Announced in October 2014, Audi Unite enables customers in Sweden to share a car in a private network of up to 5 people (friends, colleagues or neighbors). Via the app, users can view the location and availability of the car, and can access the vehicle using a smart key fob. Depending on the agreement, drivers are charged either a usage-based or fixed monthly fee.
UK-based car insurer Guevara launched in July 2014. Customers create a group of trusted friends, with premiums covering members of the private pool. Any unclaimed premiums are used to offset the costs in the following year.
INTERNET OF SHARING THINGS
Nothing gets trend watchers more excited than when two sexy trends get all amorous (even if most mainstream consumers have hardly heard of either ;)
In 2015, the Internet of Things and the Sharing Economy collide to allow a whole new world of asset sharing: spontaneous, useful, fun, profitable and more.
Last year we urged innovators to put basic human needs at the center of their connected object initiatives. And there have been some exciting INTERNET OF CARING THINGS innovations, such as Chinese tech giant Baidu’s set of smart chopsticks, which can detect the freshness of cooking oil. Now, where next for the Internet of Things?
Enter the INTERNET OF SHARING THINGS. As more objects become connected, new ways of deriving value from them will become possible for consumers, shared access being one.

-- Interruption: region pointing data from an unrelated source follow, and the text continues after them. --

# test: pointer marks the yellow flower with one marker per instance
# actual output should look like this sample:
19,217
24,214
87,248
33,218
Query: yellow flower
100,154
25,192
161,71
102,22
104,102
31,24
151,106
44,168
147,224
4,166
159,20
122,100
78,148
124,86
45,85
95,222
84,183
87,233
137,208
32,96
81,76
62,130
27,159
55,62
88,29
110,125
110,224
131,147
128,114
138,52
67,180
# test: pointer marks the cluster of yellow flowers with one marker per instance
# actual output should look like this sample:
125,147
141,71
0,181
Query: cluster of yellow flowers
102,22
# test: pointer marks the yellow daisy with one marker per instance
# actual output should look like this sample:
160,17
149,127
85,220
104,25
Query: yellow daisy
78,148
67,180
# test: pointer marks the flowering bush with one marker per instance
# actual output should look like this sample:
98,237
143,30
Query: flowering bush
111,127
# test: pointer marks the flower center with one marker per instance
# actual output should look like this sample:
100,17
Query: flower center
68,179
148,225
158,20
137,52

The Collaborative/‘Mesh’ economy has long been predicted, but the coming months will see it start to become a consumer reality via the INTERNET OF SHARING THINGS. One signal: currently only 4% of consumers own an in-home IoT device, but nearly two-thirds plan to buy one in the next five years (Acquity Group / Accenture, August 2014).
Umbrella Here, BitLock and Breather
The Audi Unite initiative (in FAIR SPLITTING above) is a great example of the INTERNET OF SHARING THINGS. Three more:
Shipping in January 2015, Hong Kong-based group Umbrella Here’s USD 28 donut-shaped Bluetooth device fixes onto the top of umbrellas. When it rains, owners can use the companion app to signal (via colored LEDs) to nearby strangers they are willing to share their umbrella.
Reaching its Kickstarter funding target during November 2013, the BitLock smart bike lock verifies a user’s identity via Bluetooth when they are nearby; users simply press a button to unlock the bicycle. The BitLock app also enables users to unlock their bicycle remotely and/or share it with others using the app.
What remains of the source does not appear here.